Dayce got to his feet, remaining in a stooped position because the hut wasn’t tall enough. He holstered his sidearm. “I think we will not take chances with the two of you. I decree that you are CIA spies and sentence you to death. Execution is at sundown.”

“Did you see him?” Mercer asked as soon as Dacye had walked out of earshot.

Tension ran from Cali so her body sagged against his. “Yes, Jesus, I did! Who is he?”

“I think he’s a UN peacekeeper and he won’t be the only one. They must be getting into position. Get ready to bolt as soon as they attack. Can you get your hands free?”

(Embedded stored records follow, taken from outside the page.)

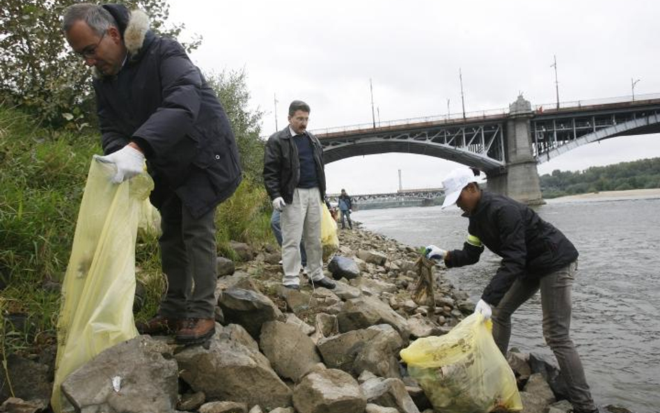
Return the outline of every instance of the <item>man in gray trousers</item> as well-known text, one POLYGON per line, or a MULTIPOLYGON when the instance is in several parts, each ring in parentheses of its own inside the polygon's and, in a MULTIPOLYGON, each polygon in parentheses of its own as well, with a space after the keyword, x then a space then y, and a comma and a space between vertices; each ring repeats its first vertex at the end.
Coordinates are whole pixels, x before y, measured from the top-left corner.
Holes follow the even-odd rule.
POLYGON ((63 26, 74 52, 93 66, 105 155, 97 159, 114 167, 118 184, 146 160, 155 184, 168 290, 158 314, 138 329, 203 342, 215 331, 215 210, 242 178, 229 119, 181 45, 152 32, 143 12, 79 3, 63 26))
POLYGON ((325 196, 323 148, 307 132, 309 106, 294 100, 289 106, 289 125, 268 139, 264 153, 264 184, 280 211, 282 228, 282 283, 300 288, 300 241, 304 237, 307 268, 313 286, 334 288, 323 275, 321 246, 321 203, 325 196))

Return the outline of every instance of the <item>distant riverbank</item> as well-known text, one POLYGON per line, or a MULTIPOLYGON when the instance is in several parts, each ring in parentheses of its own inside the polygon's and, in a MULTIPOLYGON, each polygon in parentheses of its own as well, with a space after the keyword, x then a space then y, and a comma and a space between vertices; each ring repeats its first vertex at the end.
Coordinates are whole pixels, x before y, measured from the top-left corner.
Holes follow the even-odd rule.
POLYGON ((588 200, 613 200, 617 198, 660 198, 660 188, 650 189, 629 189, 627 191, 603 191, 602 192, 590 192, 588 194, 579 194, 568 195, 547 200, 549 202, 588 201, 588 200))

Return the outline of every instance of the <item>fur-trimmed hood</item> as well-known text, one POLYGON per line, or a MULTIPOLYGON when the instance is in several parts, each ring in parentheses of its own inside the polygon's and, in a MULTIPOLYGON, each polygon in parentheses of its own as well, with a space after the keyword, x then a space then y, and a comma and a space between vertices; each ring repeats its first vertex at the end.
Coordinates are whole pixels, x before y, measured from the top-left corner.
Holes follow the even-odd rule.
MULTIPOLYGON (((150 28, 149 16, 141 10, 129 10, 123 4, 104 4, 102 7, 115 18, 119 33, 124 40, 124 45, 128 51, 128 59, 134 60, 139 56, 150 28)), ((96 77, 103 77, 96 68, 94 68, 94 75, 96 77)))

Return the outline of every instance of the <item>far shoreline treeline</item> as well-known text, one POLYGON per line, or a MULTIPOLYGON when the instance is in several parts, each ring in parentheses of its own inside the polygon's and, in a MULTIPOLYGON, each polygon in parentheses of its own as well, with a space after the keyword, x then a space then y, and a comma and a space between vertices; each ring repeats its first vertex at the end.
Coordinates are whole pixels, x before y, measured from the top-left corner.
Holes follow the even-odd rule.
POLYGON ((562 171, 540 176, 543 198, 552 198, 603 191, 626 191, 660 188, 660 157, 606 166, 592 166, 583 171, 562 171))

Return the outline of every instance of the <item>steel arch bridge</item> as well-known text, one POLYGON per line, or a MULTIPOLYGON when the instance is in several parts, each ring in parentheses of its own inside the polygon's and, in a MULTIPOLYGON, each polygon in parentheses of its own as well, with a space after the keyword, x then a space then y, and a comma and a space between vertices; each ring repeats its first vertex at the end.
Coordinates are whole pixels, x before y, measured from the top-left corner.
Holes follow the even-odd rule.
MULTIPOLYGON (((529 135, 537 164, 592 142, 624 135, 660 133, 660 94, 536 105, 529 135), (544 108, 552 108, 546 109, 544 108)), ((387 153, 425 155, 478 168, 506 169, 508 109, 453 114, 312 131, 326 163, 387 153)))

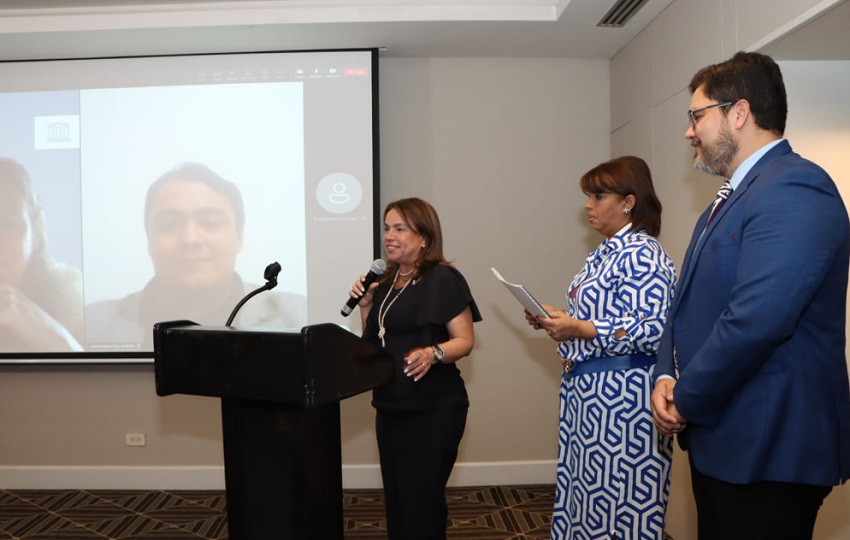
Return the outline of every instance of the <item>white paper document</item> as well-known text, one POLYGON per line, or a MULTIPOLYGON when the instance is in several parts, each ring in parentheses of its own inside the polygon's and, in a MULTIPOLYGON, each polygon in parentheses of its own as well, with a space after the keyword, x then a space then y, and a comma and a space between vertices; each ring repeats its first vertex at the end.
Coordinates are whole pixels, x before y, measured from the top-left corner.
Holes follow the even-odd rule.
POLYGON ((528 292, 528 289, 526 289, 522 285, 517 285, 515 283, 509 283, 505 281, 505 278, 502 277, 502 274, 500 274, 495 268, 490 268, 490 270, 492 270, 493 275, 496 276, 496 279, 501 281, 502 284, 504 284, 504 286, 509 291, 511 291, 511 294, 513 294, 516 299, 519 300, 519 303, 522 304, 522 306, 529 313, 535 316, 549 318, 549 314, 546 312, 545 309, 543 309, 543 306, 540 305, 540 302, 538 302, 537 299, 534 298, 534 296, 532 296, 530 292, 528 292))

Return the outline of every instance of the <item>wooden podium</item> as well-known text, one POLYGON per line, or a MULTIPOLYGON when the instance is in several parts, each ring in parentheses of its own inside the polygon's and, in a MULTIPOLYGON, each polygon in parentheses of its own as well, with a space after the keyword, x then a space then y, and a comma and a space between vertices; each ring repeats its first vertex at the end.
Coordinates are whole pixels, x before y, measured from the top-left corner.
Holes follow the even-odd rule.
POLYGON ((339 402, 392 358, 334 324, 154 325, 156 392, 221 398, 230 540, 343 538, 339 402))

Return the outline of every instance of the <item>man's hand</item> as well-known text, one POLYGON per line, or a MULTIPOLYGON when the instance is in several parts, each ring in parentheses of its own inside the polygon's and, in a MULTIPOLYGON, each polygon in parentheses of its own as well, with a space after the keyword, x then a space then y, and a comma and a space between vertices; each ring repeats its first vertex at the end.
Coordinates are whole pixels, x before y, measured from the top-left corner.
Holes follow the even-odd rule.
POLYGON ((680 433, 687 425, 687 421, 676 410, 673 401, 673 388, 675 386, 676 381, 674 379, 664 377, 658 379, 658 382, 655 383, 655 389, 652 391, 650 400, 652 419, 662 435, 680 433))

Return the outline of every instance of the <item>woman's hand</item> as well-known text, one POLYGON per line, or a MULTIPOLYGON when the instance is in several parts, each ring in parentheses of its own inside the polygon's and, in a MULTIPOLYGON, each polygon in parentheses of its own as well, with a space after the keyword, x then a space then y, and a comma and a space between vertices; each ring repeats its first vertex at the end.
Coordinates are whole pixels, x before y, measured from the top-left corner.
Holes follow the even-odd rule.
POLYGON ((434 350, 431 347, 419 347, 404 355, 404 374, 419 381, 431 369, 434 361, 434 350))
POLYGON ((64 326, 11 285, 0 285, 0 327, 19 337, 28 351, 83 350, 64 326))
POLYGON ((359 298, 360 301, 357 302, 357 305, 360 306, 360 309, 369 310, 372 307, 372 299, 375 297, 375 288, 378 286, 378 283, 372 283, 369 285, 369 288, 363 286, 363 283, 366 281, 365 275, 360 275, 360 279, 354 282, 354 285, 351 286, 351 289, 348 291, 348 296, 351 298, 359 298))
POLYGON ((564 310, 554 306, 544 304, 543 309, 549 317, 535 317, 526 311, 525 318, 535 330, 545 330, 553 340, 561 342, 573 338, 593 339, 596 337, 596 326, 592 322, 574 319, 564 310))

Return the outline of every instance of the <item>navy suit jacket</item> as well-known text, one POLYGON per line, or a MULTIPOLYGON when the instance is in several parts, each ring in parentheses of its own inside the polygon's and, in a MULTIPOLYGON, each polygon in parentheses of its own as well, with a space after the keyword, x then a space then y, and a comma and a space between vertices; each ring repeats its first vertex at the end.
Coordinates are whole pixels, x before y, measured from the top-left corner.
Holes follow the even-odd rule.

“I can’t even feel my hands.”

“Doesn’t matter. As soon as they attack we’ll kick out the back of the hut and drop straight for the river. The truck’s only a mile downstream. All we need is three minutes’ head start and we’re gone.”

They crawled to the back of the hut and braced their feet against the wall. One or two good kicks would likely knock the entire structure down. The tall riverbank was only a couple of yards beyond the hut. For the first minutes Mercer felt adrenaline sing in his veins as he waited for the inevitable assault. But after five his body relaxed as his mind began to wander. The UN soldiers had to have seen their capture. They wouldn’t wait until the last minute before attempting an attack. Granted they were outnumbered, but Mercer had taken out a half dozen rebels and he had nowhere near their combat training. More experience maybe, but not training. Even if they didn’t attack Dayce’s entire force, they must know where he and Cali were being held and could rescue them.